The 71 year old - one of the country's most senior judges - said the US was guilty of a "monstrous failure of justice".
Also on his CV is his instrumental role in ruling that former Chilean dictator General Pinochet should not be immune from prosecution for alleged criminal acts during his rule.
And Lord Steyn is among a minority of law lords to support legal and constitutional reforms, including the abolition of the Lord Chancellor.
He was recently one of only four law lords to support proposals to replace the House of Lords as the highest court in the land with a new independent supreme court.
Johan van Zyl Steyn was born on 15 August 1932, and educated in South Africa.
'Weasel words'
After practising law in South Africa for 15 years, he settled in the UK and started practising at the Bar in 1973.
He was appointed a lord of appeal in 1995, which at the same time made him Baron Steyn, of Swafield in Norfolk.
Married to Susan Leonore since 1977, he has two sons and two daughters from a previous marriage, plus one stepson and one stepdaughter.
His liberal attitudes have been praised by human rights activists.
During the Pinochet debate in 1998 Lord Steyn said arguments defending the dictator's immunity from prosecution would also mean Hitler's "final solution" to exterminate the Jews was lawful.
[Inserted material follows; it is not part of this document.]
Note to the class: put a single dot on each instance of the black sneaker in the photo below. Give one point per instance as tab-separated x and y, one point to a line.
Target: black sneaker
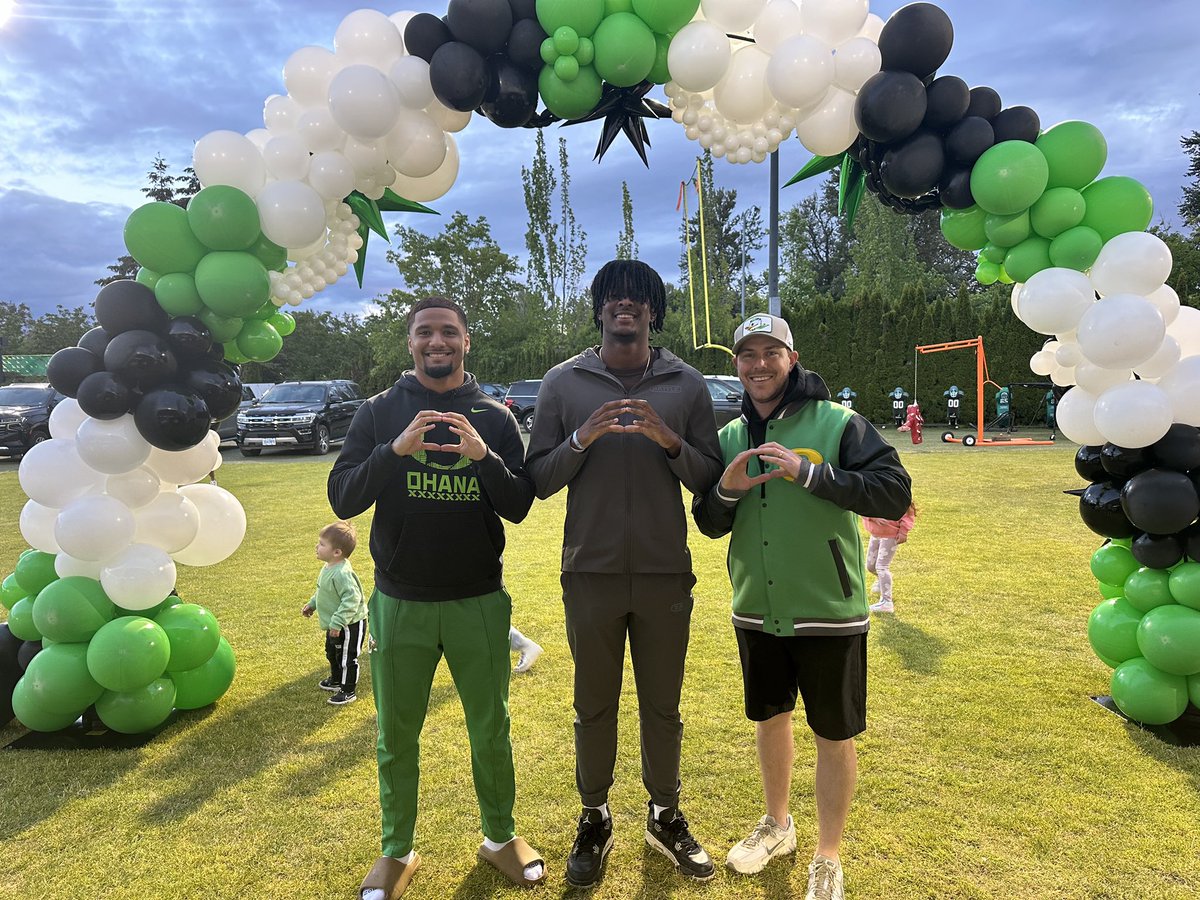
669	834
593	840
In June 2003 he accused the Home Secretary David Blunkett of using "weasel words" in seeking to justify his policy on asylum seekers.
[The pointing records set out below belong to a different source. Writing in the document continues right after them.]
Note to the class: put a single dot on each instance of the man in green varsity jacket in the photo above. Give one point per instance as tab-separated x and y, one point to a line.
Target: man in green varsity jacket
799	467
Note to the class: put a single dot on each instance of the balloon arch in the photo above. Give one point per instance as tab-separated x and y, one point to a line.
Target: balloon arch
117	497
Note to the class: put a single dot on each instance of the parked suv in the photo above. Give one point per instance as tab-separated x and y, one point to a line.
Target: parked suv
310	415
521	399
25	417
And Lord Steyn recently supported a London Privy Council ruling that Trinidad's mandatory death sentence for murder was unconsitutional.
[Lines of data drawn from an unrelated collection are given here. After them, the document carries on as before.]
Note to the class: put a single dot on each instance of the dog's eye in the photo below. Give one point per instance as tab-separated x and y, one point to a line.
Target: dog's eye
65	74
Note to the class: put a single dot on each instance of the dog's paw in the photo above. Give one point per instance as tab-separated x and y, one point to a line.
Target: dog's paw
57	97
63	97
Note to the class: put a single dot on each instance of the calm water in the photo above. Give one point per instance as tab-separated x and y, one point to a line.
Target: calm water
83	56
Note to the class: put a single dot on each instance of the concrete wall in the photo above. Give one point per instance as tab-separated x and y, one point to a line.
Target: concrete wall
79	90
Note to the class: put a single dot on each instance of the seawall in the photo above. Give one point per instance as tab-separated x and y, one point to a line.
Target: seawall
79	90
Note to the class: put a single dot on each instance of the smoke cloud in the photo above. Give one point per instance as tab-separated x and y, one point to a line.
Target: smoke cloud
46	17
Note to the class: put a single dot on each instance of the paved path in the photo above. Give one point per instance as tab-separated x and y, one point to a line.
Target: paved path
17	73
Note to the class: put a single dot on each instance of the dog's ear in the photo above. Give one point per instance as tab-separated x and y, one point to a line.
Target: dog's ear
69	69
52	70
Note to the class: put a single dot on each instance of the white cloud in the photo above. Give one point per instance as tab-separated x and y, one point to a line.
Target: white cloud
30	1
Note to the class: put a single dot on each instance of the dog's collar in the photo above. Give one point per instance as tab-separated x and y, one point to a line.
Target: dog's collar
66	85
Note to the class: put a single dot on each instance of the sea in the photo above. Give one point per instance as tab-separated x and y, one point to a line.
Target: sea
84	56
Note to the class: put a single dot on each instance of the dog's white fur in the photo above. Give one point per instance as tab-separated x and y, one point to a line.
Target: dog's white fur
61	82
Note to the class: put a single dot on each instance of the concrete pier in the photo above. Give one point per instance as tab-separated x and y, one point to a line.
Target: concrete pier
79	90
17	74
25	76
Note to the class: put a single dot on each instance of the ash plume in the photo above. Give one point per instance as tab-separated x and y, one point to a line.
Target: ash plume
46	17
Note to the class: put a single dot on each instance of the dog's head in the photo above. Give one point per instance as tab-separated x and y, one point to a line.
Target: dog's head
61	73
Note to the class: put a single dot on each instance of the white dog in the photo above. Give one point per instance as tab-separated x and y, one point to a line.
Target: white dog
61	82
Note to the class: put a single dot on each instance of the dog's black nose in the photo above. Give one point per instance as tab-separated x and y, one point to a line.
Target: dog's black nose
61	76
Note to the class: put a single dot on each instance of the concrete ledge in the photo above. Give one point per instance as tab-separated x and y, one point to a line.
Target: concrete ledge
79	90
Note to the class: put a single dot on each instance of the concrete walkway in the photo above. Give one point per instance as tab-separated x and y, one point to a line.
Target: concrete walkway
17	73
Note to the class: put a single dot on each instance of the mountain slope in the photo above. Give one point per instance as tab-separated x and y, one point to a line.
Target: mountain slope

He said the protection of "guaranteed fundamental rights" was the responsibility of the judiciary and not the parliament.
He did however agree with a ruling in 2001 that the UK home secretary could impose "whole life" sentences for the most heinous offences, provided they were kept under review.
In response to Moors murderer Myra Hindley's bid to the Lords to be released from prison, Lord Steyn said: "Even in the sordid history of crimes against children the murders committeed by Hindley, jointly with Ian Brady, were uniquely evil."